John Thompson, the chief executive of Symantec, the world market leader in anti-virus technology, is cautious. The spread of malware on portable devices is inhibited by the plethora of incompatible operating systems, he explains. One reason so many people, amateur hackers and hardened criminals alike, target Windows PCs is their sheer ubiquity.

"We see more than 100 new PC viruses a week," says Mr Thompson. "I can't get excited by 55 mobile viruses. We have software that runs on Symbian and [Microsoft] PocketPC and Palm, but 55 viruses does not make for an economic motive [to distribute that software] yet."

Mr Thompson points out that most mobile viruses, such as the outbreak in Helsinki, spread using short-range Bluetooth radio connections. This makes large groups of people in small spaces - sporting venues, conferences or concerts - the most vulnerable. Symantec is confident it has the software to block these peer-to-peer viruses.

More worrying are the ones that spread via the mobile networks themselves. Although anti-virus researchers have witnessed few of these, Mr Thompson highlights a concern. "Who is most hurt when a device such as a mobile phone is down?" he asks. "It is the mobile operator, as the network is not clicking up minutes."

The operators are aware of this. As the percentage of smartphones they sell rises, and more run on standardised operating systems, the risk to revenues from a virus outbreak increases.

Last week, T-Mobile unveiled its new strategy for internet access on the move. Its "Web and Walk" package allows any subscriber to add internet services to their smartphone for just £9.99 a month. This includes enough data to download around 2,500 web pages.

Such innovations can only boost mobile internet use, but they also add to the risk. Cyber criminals are adept at using so-called social engineering techniques to persuade people to click on spam emails and go to websites that ask for personal details. Criminal gangs can sell that information on or use it to commit identity theft.

Plenty of tools are available to large companies and home internet users to protect themselves against such threats. But it is by no means clear that mobile internet users will take the same precautions with what is a personal and familiar device.
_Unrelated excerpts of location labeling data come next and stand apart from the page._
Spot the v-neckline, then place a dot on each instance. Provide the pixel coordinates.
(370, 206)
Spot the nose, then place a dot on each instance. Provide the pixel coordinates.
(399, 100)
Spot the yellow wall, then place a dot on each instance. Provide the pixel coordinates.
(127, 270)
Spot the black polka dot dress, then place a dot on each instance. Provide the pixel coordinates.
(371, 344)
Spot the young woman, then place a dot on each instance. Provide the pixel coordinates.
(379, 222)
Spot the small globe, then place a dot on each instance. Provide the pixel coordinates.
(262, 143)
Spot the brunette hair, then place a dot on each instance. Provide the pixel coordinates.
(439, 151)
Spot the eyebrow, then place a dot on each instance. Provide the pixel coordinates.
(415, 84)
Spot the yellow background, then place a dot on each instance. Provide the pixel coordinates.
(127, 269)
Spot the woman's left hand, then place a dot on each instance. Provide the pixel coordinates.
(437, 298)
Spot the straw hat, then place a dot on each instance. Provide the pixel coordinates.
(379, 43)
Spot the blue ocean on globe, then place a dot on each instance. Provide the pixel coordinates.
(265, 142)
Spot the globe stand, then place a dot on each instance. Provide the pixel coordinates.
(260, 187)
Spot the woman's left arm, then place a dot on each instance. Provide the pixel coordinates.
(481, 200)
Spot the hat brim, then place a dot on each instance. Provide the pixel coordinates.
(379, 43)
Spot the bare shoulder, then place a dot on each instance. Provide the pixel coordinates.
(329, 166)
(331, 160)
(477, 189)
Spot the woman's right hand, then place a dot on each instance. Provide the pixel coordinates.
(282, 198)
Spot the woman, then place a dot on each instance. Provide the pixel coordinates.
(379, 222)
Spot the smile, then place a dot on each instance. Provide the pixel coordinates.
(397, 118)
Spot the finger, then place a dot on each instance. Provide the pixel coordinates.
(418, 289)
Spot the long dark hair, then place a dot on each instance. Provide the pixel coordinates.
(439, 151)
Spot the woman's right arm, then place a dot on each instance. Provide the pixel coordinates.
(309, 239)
T-Mobile is working on a range of technologies to detect viruses and other malware within its network, and it is looking at whether it should make anti-virus software available as a download for mobile internet users. The company has also developed technology that allows it to update the internal software in smartphones automatically, over the airwaves, should a vulnerability come to light.

Other mobile networks are also reviewing their anti-virus measures.

Industry analysts say both smartphone makers and network operators have a window of opportunity to prevent the growth of malware before it becomes a problem on a similar scale to that afflicting the PC world.

"Although there are a lot of data-enabled phones out there, it is still only a small number of people who are using data on their mobiles," says Elaine Axby, of the analysis firm Quocirca. "In the enterprise environments, there are a lot of pilots, and senior managers have devices such as the Blackberry. But we are not yet at the tipping point where there is a mass of devices out there."

The threat, though, is being taken seriously by the European Union. Earlier this year, it created the European Network and Information Security Agency - based, strangely, in Heraklion, Crete - to raise awareness among individuals, companies and governments of cyber security threats.

The agency is carrying out an EU-wide risk assessment that will be published in 2006. But converging technologies such as mobile devices, home entertainment and internet telephony will all come under scrutiny.

In the meantime, the onus is on technology users to protect themselves. Anti-virus software for a smartphone might not be perfect but it is relatively cheap, at around £25 for an annual subscription. And just as on the fixed internet, avoiding the seedier parts of the web is common sense.

As for peer-to-peer Bluetooth viruses, concert goers, conference delegates and sports fans should heed the advice of Elsa Lion from technology consultancy Ovum. "It is fairly easy to stop Bluetooth-based malware," she says. "Just turn off the Bluetooth radio in your phone."